A recent example of a lapse of judgment, a failure to internalize the aforementioned Native American adage, is a recent quote by the retired neurosurgeon, Dr. Benjamin Carson.  He said that if you took everything away from a successful man and plopped him down in a ghetto, he would be back on his feet in no time.  Similarly, if you took a "typical” person from a poor neighborhood and provide him with a lot of material support, he would never get to Gold Town—his attitude would confine him to Lead Town forever.

No, Dr. Carson; you rose from the ghetto, but you had a lot of advantages: intelligence, and a mother who insisted that you work hard. One isn’t even in a position to judge oneself, much less the effect that a specific environment and a specific internal environment has had in making a person who he currently is. 
Dr. Carson is also forgetting an essential fact: if the advantaged had practiced Lev. 18:19, there wouldn’t be any ghettos in the first place.

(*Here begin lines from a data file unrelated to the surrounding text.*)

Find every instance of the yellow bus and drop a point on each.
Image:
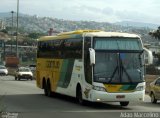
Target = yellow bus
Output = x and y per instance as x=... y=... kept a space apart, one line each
x=92 y=65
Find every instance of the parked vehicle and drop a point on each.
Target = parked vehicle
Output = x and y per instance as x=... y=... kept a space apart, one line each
x=32 y=67
x=3 y=70
x=155 y=90
x=23 y=73
x=11 y=61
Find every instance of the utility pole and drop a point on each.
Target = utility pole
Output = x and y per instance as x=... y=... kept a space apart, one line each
x=12 y=31
x=17 y=29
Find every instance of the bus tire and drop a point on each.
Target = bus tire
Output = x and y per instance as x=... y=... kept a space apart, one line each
x=153 y=99
x=79 y=96
x=124 y=104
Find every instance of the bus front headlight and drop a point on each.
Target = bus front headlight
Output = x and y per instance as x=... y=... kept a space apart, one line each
x=99 y=88
x=140 y=88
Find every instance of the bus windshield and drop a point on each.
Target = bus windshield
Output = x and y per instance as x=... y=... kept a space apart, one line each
x=114 y=66
x=118 y=67
x=102 y=43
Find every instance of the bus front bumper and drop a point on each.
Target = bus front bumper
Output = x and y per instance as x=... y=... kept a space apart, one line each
x=100 y=96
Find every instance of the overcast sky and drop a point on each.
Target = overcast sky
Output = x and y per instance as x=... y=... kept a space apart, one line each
x=147 y=11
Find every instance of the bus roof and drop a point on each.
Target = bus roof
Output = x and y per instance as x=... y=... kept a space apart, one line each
x=89 y=33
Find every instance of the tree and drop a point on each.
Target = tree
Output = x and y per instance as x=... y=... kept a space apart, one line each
x=156 y=33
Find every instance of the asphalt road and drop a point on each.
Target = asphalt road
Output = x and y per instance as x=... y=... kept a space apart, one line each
x=22 y=99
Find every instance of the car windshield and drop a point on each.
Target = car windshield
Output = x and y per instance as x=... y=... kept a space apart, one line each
x=24 y=70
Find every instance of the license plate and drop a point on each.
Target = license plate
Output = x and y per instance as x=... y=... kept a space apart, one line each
x=120 y=96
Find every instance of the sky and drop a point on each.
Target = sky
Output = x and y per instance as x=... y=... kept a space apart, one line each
x=147 y=11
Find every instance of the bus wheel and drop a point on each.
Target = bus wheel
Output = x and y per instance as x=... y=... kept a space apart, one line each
x=124 y=103
x=153 y=100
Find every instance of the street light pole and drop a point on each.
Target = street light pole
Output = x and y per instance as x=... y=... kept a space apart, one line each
x=17 y=28
x=12 y=31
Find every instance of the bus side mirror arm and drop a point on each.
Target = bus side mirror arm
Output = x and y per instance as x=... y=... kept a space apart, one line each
x=92 y=56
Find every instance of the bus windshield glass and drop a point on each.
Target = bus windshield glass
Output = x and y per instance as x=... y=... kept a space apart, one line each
x=114 y=66
x=117 y=44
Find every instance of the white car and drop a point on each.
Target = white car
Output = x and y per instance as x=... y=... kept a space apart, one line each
x=3 y=70
x=23 y=73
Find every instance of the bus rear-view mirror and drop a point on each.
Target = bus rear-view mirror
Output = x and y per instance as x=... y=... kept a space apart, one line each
x=148 y=56
x=92 y=56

One of the greatest moral errors is the haughtiness that arises when one compares one’s own success to the perceived failure of others.  In Dr. Carson’s case, the faulty reasoning is as follows: ‘I succeeded and came from the same neighborhood.  The reason why many have failed is simply due to laziness, etc.'  Judge not lest ye be judged, taught a wise man whom Dr. Carson worships, but not always follows.

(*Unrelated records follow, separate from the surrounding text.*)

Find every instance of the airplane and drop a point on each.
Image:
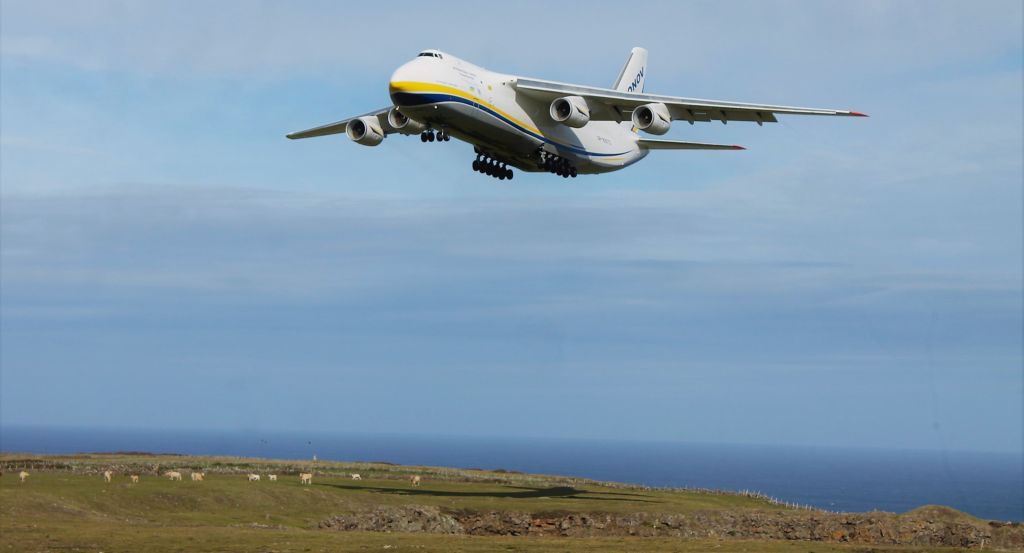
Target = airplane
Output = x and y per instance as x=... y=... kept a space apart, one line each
x=537 y=125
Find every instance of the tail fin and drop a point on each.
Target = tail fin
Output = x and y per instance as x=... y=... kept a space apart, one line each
x=632 y=77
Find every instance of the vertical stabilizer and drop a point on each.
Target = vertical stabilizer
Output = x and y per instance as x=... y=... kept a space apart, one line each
x=633 y=75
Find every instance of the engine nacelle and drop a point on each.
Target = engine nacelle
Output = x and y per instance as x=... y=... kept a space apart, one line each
x=365 y=130
x=652 y=118
x=570 y=111
x=403 y=124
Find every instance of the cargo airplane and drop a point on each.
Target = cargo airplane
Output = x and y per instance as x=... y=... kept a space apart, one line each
x=538 y=125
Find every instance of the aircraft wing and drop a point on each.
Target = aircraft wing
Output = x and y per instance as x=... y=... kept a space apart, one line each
x=654 y=143
x=340 y=126
x=607 y=104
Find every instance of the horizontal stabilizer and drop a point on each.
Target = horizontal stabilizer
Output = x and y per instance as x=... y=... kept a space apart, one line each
x=654 y=143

Love is a noble emotion, yet it can lead one astray when combined with ignorance and egotism.  One of my favorite examples of this is a poem by Baldur von Shirach, the notorious Nazi of Vienna who “loved” Hitler.  (Granted that some Nazis were far worse than he, but being a rotten piece of fruit among even more rotten pieces of fruit is hardly complimentary).  He wrote a love poem to Hitler, called “Er,” (“He”) extolling in a dreadfully bad poem the virtues of a dreadfully bad man.

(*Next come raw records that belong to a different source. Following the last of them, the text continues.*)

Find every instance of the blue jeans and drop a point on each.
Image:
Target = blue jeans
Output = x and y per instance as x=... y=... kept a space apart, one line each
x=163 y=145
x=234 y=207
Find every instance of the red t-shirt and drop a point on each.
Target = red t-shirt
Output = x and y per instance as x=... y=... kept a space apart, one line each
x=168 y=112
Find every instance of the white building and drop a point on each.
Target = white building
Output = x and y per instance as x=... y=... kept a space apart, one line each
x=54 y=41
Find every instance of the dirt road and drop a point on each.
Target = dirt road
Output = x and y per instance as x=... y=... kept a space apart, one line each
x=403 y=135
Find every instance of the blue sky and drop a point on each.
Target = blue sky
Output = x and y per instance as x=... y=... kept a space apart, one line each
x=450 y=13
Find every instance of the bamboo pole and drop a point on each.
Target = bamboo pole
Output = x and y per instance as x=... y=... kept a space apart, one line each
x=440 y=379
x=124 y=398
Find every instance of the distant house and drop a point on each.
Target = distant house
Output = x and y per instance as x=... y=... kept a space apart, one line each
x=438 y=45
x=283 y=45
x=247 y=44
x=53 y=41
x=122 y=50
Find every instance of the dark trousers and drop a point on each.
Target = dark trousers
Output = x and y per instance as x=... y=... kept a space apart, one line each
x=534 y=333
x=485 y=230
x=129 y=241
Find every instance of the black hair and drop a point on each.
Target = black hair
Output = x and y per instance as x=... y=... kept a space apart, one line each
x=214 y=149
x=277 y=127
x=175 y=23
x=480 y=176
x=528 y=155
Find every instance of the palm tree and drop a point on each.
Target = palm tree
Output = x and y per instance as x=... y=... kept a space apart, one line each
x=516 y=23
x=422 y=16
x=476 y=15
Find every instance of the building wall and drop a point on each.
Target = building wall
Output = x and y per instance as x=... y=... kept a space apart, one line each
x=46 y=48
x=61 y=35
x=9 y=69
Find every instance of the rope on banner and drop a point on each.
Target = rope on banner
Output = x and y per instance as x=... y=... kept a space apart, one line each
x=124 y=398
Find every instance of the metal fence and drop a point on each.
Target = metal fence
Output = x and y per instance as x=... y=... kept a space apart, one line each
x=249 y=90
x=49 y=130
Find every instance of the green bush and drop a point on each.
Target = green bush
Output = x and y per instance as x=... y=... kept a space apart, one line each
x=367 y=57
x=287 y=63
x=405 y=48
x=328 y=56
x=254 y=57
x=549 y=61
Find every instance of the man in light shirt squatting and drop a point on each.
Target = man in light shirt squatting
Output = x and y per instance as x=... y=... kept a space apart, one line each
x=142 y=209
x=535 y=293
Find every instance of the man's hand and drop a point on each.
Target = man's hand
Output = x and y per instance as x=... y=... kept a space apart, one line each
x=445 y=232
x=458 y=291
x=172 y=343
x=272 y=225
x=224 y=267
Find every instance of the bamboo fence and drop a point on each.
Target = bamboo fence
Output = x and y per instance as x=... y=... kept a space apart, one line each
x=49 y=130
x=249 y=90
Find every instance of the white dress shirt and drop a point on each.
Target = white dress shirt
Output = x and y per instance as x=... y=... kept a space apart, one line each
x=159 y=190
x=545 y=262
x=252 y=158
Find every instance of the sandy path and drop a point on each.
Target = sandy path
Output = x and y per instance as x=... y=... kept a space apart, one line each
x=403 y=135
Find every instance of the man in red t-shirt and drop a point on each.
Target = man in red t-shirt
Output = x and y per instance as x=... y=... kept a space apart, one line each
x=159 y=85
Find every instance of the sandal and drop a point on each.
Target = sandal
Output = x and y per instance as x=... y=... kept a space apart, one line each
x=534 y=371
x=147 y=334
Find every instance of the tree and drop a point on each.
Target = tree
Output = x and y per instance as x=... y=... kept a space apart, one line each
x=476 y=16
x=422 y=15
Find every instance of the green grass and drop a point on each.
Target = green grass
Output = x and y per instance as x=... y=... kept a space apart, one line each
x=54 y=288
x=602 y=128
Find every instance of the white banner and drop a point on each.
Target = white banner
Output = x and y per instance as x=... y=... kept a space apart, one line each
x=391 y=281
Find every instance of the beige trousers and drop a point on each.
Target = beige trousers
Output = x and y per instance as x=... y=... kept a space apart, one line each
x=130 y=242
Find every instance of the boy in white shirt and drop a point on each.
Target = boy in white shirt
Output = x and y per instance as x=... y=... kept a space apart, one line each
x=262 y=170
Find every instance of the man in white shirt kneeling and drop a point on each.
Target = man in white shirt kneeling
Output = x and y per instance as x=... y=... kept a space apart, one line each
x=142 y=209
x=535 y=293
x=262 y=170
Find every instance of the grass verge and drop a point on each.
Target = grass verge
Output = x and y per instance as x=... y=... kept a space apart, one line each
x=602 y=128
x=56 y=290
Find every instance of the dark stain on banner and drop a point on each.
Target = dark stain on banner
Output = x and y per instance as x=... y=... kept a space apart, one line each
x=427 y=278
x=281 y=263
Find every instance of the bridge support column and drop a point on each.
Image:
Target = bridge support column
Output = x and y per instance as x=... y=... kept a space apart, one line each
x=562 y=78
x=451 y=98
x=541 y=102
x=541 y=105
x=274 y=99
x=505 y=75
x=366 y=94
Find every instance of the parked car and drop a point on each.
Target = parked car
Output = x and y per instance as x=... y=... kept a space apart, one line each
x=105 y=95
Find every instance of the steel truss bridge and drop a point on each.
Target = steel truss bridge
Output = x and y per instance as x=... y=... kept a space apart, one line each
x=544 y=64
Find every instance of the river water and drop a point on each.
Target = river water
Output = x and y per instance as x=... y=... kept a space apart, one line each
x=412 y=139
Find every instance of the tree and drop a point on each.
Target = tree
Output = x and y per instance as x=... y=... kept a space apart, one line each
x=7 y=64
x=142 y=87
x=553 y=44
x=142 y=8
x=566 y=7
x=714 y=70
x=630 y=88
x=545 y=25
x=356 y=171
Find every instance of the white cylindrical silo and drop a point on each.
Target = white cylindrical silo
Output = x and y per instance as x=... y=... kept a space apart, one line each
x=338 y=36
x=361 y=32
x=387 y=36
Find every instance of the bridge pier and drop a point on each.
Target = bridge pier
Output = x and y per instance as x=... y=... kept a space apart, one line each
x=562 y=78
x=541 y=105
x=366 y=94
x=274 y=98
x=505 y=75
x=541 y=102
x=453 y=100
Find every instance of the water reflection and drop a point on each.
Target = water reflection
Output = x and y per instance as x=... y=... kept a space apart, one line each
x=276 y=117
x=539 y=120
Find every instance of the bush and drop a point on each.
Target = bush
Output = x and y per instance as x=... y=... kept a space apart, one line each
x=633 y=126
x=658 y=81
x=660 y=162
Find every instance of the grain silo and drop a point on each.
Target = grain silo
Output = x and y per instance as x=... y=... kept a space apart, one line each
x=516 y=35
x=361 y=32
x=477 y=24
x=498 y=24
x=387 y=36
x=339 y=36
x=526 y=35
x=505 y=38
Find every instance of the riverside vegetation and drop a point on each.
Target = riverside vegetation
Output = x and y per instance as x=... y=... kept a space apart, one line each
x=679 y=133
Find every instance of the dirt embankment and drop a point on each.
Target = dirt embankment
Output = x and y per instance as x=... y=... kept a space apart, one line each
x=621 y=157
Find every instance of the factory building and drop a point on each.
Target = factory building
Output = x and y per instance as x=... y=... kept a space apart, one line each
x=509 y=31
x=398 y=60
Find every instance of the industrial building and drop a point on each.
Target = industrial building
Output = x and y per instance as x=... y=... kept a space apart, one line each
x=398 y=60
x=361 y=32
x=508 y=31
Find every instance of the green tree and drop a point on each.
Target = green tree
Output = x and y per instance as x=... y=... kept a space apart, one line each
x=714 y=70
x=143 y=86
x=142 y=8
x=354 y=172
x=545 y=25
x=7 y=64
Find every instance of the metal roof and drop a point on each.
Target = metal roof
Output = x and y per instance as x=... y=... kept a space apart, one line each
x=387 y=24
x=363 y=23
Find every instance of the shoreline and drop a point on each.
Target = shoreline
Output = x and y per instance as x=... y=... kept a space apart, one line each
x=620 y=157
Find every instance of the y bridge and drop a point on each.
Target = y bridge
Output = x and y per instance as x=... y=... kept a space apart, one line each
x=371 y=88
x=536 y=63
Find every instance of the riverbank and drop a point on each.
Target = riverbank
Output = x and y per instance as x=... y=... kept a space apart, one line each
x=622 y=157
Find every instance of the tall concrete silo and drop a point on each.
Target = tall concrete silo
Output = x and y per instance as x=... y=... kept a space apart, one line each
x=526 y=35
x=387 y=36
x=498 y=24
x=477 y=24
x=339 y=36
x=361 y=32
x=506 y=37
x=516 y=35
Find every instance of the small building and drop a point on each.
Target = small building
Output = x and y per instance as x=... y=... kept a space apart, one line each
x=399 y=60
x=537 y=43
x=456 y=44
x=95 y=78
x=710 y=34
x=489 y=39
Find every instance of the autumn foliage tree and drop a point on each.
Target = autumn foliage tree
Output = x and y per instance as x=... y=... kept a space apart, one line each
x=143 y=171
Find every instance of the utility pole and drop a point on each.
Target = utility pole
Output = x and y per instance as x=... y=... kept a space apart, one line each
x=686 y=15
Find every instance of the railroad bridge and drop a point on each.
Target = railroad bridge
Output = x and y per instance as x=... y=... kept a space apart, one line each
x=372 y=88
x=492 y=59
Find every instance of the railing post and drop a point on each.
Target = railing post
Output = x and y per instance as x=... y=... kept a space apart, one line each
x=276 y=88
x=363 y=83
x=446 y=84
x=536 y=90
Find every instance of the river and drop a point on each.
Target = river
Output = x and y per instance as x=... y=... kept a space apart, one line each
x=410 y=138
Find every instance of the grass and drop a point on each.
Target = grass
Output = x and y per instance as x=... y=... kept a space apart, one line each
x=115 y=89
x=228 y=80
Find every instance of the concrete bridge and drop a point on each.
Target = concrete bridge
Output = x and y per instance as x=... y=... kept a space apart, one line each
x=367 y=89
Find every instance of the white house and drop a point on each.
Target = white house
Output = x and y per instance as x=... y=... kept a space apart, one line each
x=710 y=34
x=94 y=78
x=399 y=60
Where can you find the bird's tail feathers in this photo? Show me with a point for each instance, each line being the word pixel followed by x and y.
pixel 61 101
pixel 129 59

Love of oneself is good; love of one’s family is good as well.  But if that love is not extended to include the stranger—as Hitler’s certainly wasn’t—that love can cause a great deal of harm. When Lev. 18:19 is put into practice, however, the individual is transformed, and if enough people follow suit, society will be redeemed.  Who has ever known the meaning of life without experiencing love for oneself, one’s family and love for one’s neighbor?

We now have the image of the second sphere, love, and the combination of the two, self and love.

                 


We should strive to live in the area that is a combination of each.  For self without love is selfish; for love without a well-developed self is like sowing the seeds of happiness among thistles. We still have an essential sphere to add, however.


3. Wisdom        

                                    --Tat Tvam Asi, Thou art that
                                               --The Upanishads

In general, Western religions emphasize love, while Eastern religions emphasize wisdom.  Meditation, perfected in Buddhism, is a way to transcend oneself by objectifying personal thoughts.  Meditation thus fosters wisdom, the realization that everyone and everything are connected.

This is well expressed by a poem by Michael Ende, which I translated form the German several years ago, “The Actual Apple”.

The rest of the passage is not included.